Approaching these domains of life as disciplines, as arenas for becoming responsible keeps us humble and able to laugh. We have a proper perspective on it all. The story about how if you follow these X number of simple steps you will have the best life ever and be the best you ever makes those who fail in such an attempt, for whatever sets of reasons, feel miserable and worthless. Meanwhile those who succeed in such practices, perhaps through some dumb luck, become convinced of their own superior nature. A person who becomes responsible in an area is simply that, someone who knows they are responsible in that area of life. They also gain awareness of areas of life where they are not so aware and can look to create relationships with people who are and who can help them in their weakness--perhaps then they can help those in turn in other areas.
In the humble position of discipline there's no need to put on airs or be someone other than who we are. Such persons are dignified without being arrogant.
Conclusion
A question you may have been asking throughout this piece is: how do I define better? I've purposefully been coy to help tease out the myriad ways in which we use the term better. The confusion I believe arrives when we apply the concept of better to people. If say you're a basketball player and you spend time practicing to learn to dribble with your off hand, you will be a better player. Again I don't think a better basketball player is a better human being qua human. As a simplistic example, our better basketball person could still be a cruel, vindictive person--just one with better dribbling skills.
Simplistic examples aside, the question remains: Can we ever be better people? And if so, does the qualification of us as better people come from being more effective at work, attentive in listening, smart with money, or more compassionate with ourselves?
Because on the one hand, from the perspective of Absolute Awakening, there are no better or worse people. All beings are infinitely valuable. In theological language, all are children of God. So in that sense, there is no way to become a better person (nor that matter a worse person).
And yet we would also rightly want to acknowledge people who have lived lives dedicated to goodness versus those who lives have been dedicated to evil. To use extreme examples, compare the lives of St. Francis of Assisi with Mao Zedong. We would be insane to not admit that Francis was a profoundly better human being and that all of us should model our lives on his actions rather than those of Mao.
So yes I do think we can talk about better people insofar as some lead better lives than others, lives given to acts of mercy, justice, reconciliation, peacefulness, love, and forgiveness rather than hatred, violence, and cruelty. They are not better in their Essence for all are equal in the eyes of God, but rather than are better or worse in their manifestation. Both perspectives are true and important, each one by itself is incomplete without the other.

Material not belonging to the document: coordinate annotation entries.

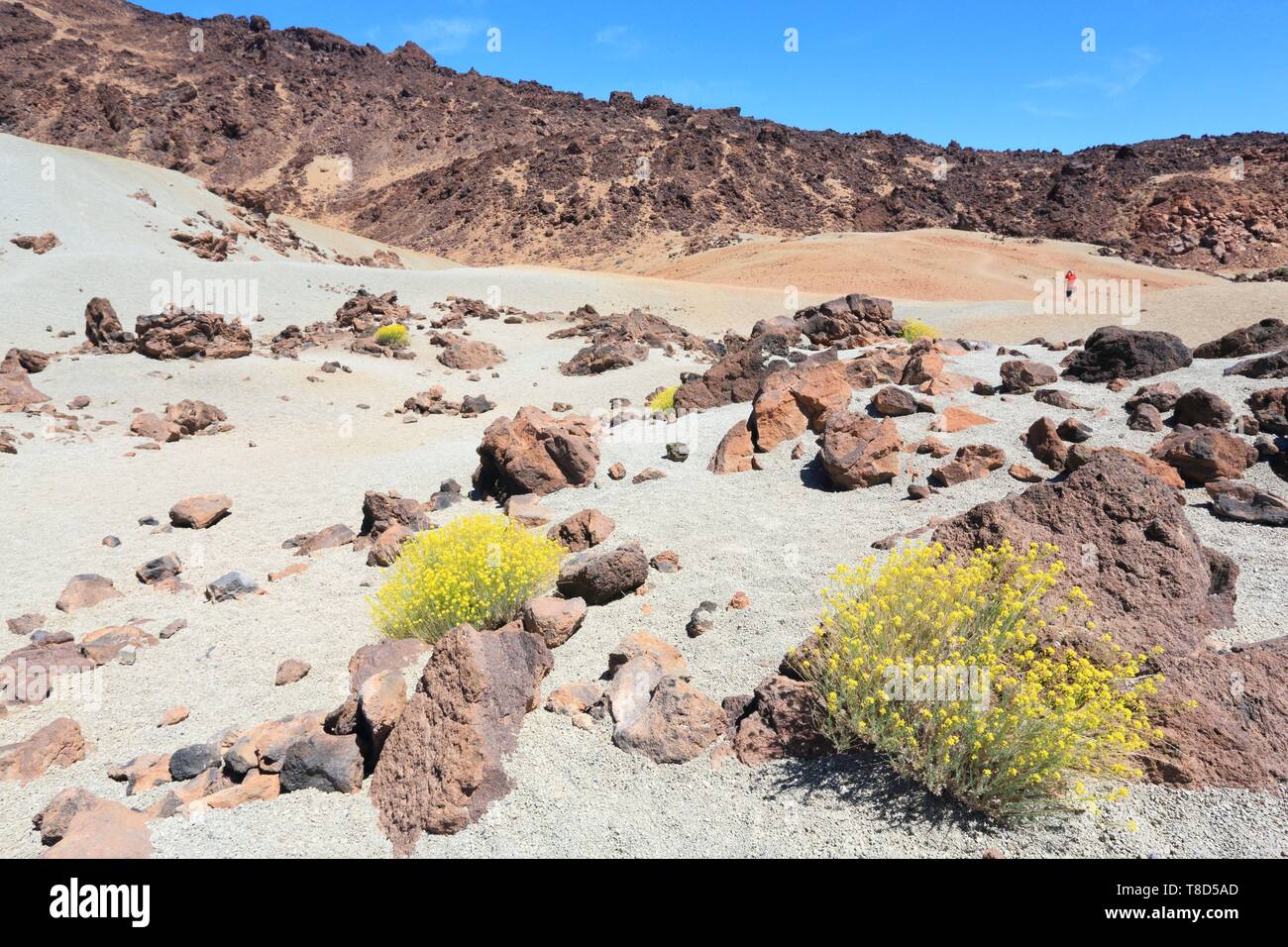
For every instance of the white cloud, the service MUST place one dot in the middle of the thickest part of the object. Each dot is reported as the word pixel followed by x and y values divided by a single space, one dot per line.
pixel 1120 73
pixel 619 40
pixel 439 37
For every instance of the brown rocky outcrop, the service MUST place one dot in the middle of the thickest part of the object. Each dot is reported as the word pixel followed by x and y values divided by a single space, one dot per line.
pixel 859 451
pixel 1206 454
pixel 189 334
pixel 1126 541
pixel 1261 337
pixel 443 763
pixel 536 454
pixel 1116 352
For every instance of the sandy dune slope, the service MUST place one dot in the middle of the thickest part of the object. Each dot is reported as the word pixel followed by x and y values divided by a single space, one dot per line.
pixel 303 450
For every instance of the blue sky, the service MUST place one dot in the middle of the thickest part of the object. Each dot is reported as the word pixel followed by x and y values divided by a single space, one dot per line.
pixel 991 75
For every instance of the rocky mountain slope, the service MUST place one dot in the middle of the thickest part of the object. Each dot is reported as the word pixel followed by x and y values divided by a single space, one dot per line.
pixel 400 150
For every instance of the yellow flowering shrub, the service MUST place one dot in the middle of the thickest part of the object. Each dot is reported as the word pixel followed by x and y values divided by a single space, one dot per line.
pixel 664 399
pixel 936 664
pixel 915 329
pixel 391 337
pixel 478 569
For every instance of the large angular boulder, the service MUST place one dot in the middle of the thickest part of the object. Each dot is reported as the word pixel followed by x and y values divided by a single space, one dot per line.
pixel 58 744
pixel 734 451
pixel 1115 352
pixel 189 334
pixel 1201 407
pixel 536 454
pixel 1126 541
pixel 103 329
pixel 797 398
pixel 601 577
pixel 78 825
pixel 1206 454
pixel 1261 337
pixel 851 321
pixel 677 725
pixel 1224 718
pixel 443 763
pixel 861 451
pixel 780 720
pixel 1247 504
pixel 200 512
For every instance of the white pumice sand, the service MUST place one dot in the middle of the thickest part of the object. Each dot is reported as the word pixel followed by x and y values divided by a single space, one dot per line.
pixel 301 454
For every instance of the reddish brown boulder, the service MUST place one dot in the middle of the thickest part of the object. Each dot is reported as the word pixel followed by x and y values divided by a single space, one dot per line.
pixel 103 329
pixel 107 643
pixel 1043 440
pixel 893 402
pixel 85 591
pixel 922 367
pixel 970 463
pixel 188 334
pixel 1021 376
pixel 84 826
pixel 554 618
pixel 442 766
pixel 1201 407
pixel 677 725
pixel 1080 455
pixel 1206 454
pixel 1261 337
pixel 1270 410
pixel 39 245
pixel 583 530
pixel 859 451
pixel 468 355
pixel 1274 365
pixel 797 398
pixel 781 720
pixel 536 454
pixel 200 512
pixel 1126 541
pixel 58 744
pixel 734 451
pixel 1237 732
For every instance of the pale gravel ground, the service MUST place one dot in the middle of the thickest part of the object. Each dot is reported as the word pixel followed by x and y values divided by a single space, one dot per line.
pixel 772 534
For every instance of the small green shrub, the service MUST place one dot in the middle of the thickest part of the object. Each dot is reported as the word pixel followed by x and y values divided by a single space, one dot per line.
pixel 391 337
pixel 478 569
pixel 936 665
pixel 915 329
pixel 664 399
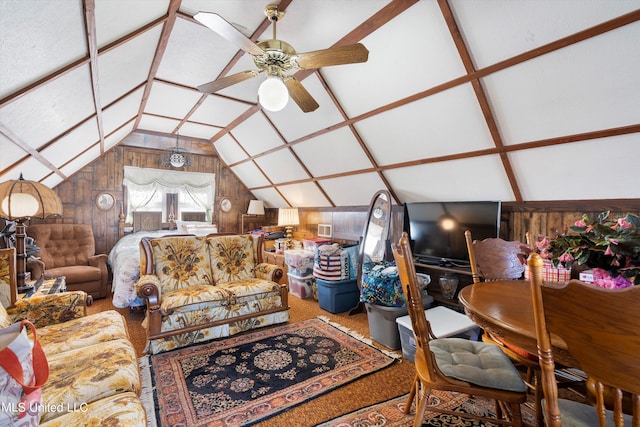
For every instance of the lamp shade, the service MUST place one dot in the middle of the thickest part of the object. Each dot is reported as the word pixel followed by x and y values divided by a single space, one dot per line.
pixel 21 199
pixel 288 216
pixel 256 207
pixel 273 94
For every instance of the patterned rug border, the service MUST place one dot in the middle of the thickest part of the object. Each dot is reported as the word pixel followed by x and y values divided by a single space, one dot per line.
pixel 148 383
pixel 390 412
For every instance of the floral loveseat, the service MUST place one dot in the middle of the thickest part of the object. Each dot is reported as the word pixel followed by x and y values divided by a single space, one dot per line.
pixel 94 377
pixel 200 288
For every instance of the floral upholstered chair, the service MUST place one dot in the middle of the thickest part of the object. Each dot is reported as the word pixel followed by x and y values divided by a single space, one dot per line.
pixel 200 288
pixel 106 392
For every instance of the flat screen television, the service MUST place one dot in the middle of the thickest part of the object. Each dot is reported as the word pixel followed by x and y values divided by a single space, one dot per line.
pixel 436 229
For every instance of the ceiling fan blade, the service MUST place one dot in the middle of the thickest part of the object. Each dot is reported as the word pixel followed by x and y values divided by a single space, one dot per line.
pixel 333 56
pixel 218 24
pixel 227 81
pixel 300 95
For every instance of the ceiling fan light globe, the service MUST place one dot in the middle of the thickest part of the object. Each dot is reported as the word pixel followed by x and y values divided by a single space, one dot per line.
pixel 273 94
pixel 177 160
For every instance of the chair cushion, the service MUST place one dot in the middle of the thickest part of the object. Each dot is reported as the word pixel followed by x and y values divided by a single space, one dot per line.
pixel 476 362
pixel 196 297
pixel 232 258
pixel 181 262
pixel 579 414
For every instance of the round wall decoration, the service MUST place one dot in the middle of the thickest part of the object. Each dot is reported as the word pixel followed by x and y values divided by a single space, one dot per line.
pixel 105 201
pixel 225 205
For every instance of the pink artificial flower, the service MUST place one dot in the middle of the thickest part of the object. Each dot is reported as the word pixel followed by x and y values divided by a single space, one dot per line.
pixel 565 257
pixel 544 253
pixel 623 223
pixel 542 244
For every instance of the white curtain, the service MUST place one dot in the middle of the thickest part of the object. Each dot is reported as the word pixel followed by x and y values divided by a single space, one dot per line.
pixel 143 183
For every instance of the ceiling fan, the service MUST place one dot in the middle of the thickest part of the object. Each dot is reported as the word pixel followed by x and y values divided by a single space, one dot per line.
pixel 277 59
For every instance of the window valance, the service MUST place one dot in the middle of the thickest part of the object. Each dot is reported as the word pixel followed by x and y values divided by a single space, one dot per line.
pixel 143 183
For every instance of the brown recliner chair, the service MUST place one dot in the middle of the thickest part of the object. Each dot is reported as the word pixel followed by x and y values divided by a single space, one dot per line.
pixel 69 250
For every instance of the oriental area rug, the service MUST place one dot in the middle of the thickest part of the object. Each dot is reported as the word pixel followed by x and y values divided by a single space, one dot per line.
pixel 247 378
pixel 391 412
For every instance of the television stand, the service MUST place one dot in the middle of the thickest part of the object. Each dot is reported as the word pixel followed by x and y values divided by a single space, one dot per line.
pixel 435 271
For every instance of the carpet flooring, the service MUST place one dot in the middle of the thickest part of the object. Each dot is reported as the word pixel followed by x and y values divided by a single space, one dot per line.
pixel 391 412
pixel 246 378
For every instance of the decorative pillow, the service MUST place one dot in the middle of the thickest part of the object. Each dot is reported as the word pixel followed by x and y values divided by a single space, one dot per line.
pixel 232 258
pixel 381 284
pixel 180 262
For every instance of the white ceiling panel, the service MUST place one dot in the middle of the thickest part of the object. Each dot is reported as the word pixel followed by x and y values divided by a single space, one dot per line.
pixel 584 87
pixel 87 157
pixel 425 58
pixel 11 153
pixel 281 166
pixel 31 169
pixel 310 25
pixel 55 107
pixel 476 178
pixel 332 153
pixel 112 24
pixel 250 175
pixel 600 169
pixel 530 24
pixel 218 111
pixel 122 111
pixel 190 63
pixel 52 180
pixel 304 195
pixel 229 150
pixel 352 190
pixel 270 197
pixel 257 135
pixel 161 124
pixel 134 56
pixel 293 123
pixel 117 136
pixel 442 124
pixel 30 34
pixel 72 144
pixel 171 101
pixel 198 131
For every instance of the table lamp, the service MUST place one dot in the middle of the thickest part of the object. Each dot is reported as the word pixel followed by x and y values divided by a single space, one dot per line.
pixel 21 200
pixel 288 217
pixel 256 207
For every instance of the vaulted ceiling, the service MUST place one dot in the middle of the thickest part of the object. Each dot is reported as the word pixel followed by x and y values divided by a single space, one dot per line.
pixel 508 100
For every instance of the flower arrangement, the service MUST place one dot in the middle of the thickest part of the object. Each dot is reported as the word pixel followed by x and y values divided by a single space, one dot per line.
pixel 609 246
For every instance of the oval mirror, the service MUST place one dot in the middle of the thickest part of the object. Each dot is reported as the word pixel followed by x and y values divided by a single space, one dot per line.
pixel 375 234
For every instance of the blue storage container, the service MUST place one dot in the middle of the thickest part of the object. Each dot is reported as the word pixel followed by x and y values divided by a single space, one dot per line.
pixel 338 296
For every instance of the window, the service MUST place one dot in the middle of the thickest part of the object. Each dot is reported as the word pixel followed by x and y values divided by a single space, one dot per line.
pixel 168 192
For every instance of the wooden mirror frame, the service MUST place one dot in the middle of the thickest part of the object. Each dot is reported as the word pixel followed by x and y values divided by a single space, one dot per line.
pixel 379 207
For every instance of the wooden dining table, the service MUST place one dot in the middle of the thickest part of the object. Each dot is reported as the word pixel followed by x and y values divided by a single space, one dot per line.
pixel 504 308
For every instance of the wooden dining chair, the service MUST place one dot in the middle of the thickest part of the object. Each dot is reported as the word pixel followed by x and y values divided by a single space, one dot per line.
pixel 498 259
pixel 455 364
pixel 601 329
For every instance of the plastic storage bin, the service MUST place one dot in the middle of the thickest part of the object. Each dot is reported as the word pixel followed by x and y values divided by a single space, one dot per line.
pixel 299 262
pixel 301 286
pixel 338 296
pixel 445 323
pixel 382 322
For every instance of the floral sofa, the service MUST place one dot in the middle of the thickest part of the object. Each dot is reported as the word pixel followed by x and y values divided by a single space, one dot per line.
pixel 94 377
pixel 199 288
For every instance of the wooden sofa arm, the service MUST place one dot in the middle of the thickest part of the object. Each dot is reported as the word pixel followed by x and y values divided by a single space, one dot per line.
pixel 148 287
pixel 269 272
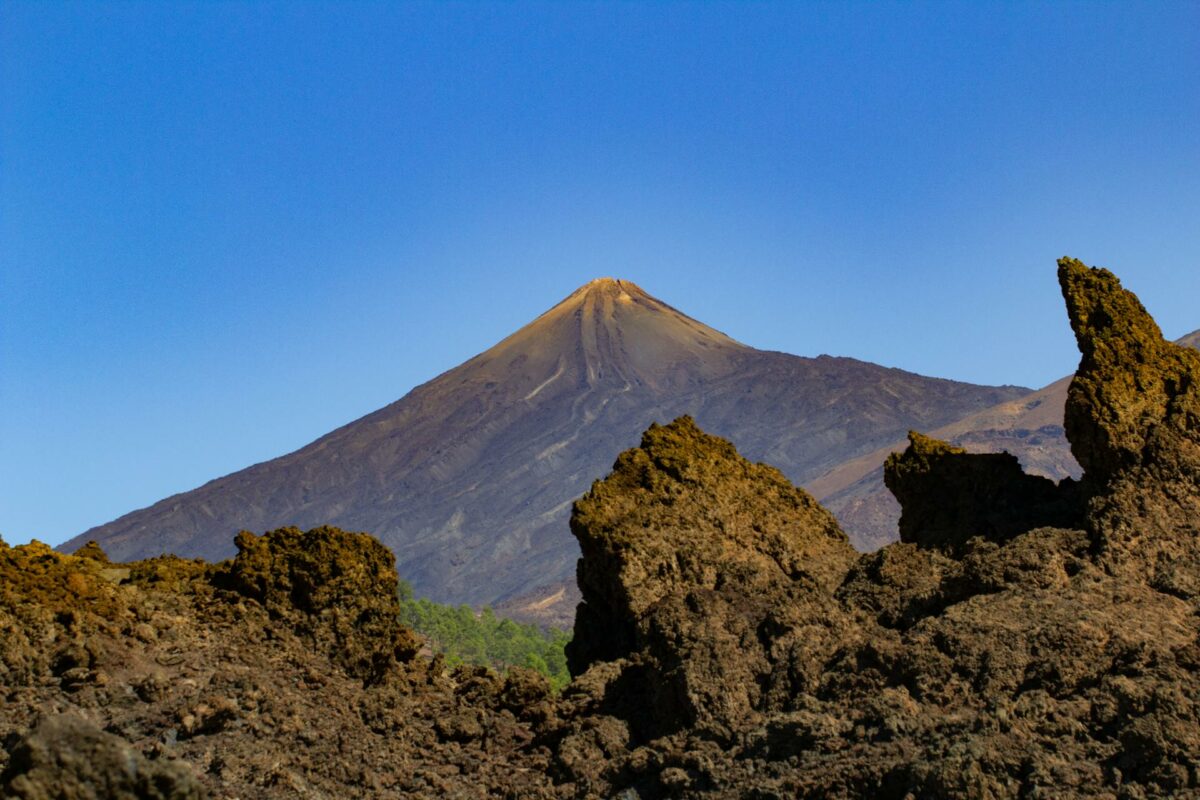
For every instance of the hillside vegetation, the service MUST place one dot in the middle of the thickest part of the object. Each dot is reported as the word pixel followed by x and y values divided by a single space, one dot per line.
pixel 463 636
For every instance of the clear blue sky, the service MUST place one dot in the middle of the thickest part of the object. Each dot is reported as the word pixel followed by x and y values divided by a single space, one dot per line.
pixel 228 228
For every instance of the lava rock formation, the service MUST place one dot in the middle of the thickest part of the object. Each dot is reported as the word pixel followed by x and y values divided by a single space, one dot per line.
pixel 1025 639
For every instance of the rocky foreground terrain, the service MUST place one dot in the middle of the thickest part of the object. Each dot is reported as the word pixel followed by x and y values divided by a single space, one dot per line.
pixel 1025 639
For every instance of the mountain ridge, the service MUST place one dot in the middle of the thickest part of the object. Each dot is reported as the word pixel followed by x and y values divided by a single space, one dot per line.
pixel 468 477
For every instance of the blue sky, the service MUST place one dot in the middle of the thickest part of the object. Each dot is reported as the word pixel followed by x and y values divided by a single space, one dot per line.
pixel 228 228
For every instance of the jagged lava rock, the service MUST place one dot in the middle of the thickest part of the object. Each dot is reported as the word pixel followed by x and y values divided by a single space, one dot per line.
pixel 706 572
pixel 339 587
pixel 1133 419
pixel 685 511
pixel 948 495
pixel 69 758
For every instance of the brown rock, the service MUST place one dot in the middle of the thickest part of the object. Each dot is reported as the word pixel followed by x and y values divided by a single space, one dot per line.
pixel 1133 419
pixel 685 511
pixel 707 571
pixel 69 758
pixel 339 587
pixel 948 495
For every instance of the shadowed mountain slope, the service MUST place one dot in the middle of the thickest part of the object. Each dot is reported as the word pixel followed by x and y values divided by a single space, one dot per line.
pixel 1030 427
pixel 469 477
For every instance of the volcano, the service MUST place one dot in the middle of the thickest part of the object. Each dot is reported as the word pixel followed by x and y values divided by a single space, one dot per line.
pixel 469 477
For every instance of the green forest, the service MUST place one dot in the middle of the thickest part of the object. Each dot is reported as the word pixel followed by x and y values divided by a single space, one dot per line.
pixel 466 636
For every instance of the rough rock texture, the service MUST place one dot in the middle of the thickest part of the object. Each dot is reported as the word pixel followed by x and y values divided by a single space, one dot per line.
pixel 231 673
pixel 989 656
pixel 69 758
pixel 705 571
pixel 336 588
pixel 729 645
pixel 1133 419
pixel 469 479
pixel 948 495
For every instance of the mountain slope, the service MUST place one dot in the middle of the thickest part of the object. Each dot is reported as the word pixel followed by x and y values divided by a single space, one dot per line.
pixel 469 477
pixel 1030 427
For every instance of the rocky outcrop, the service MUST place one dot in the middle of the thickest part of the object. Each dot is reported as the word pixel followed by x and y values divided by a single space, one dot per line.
pixel 234 673
pixel 707 573
pixel 1026 639
pixel 69 758
pixel 685 512
pixel 337 589
pixel 948 495
pixel 1133 419
pixel 1003 649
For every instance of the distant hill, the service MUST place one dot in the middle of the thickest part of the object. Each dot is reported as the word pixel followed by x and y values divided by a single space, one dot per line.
pixel 469 477
pixel 1030 427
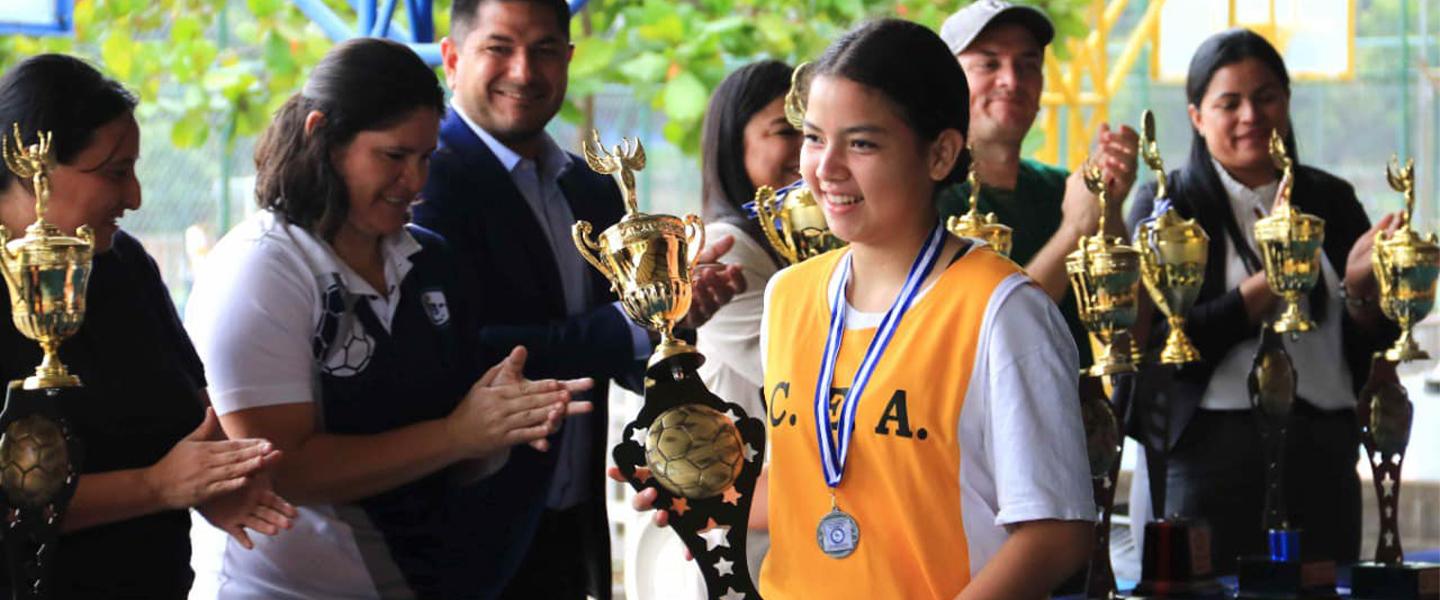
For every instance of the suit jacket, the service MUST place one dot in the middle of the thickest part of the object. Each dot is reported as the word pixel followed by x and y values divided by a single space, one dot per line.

But did Francis become that better person because of self-development? Do any of us really fundamentally become better persons because of self-development? That's the crux of the issue. I think the answer is no. I think those actions spring from a desire to give of oneself, from a light that shines out from a person. It is a light that is there by grace from birth. Self-development can help with making our lives more sane, less bewildering, and more functional. This healty ordering can certainly create an environment that makes it easier for us to allow that light to shine. But by itself self-development is not sufficient for it to occur.
So go ahead and develop yourself, become disciplined and responsible in areas where perhaps you are not as responsible yet. Just recall the words of the great philosophers Public Enemy: Don't Believe the Hype. Self-development does not make you a better person and yet it is still absolutely essential.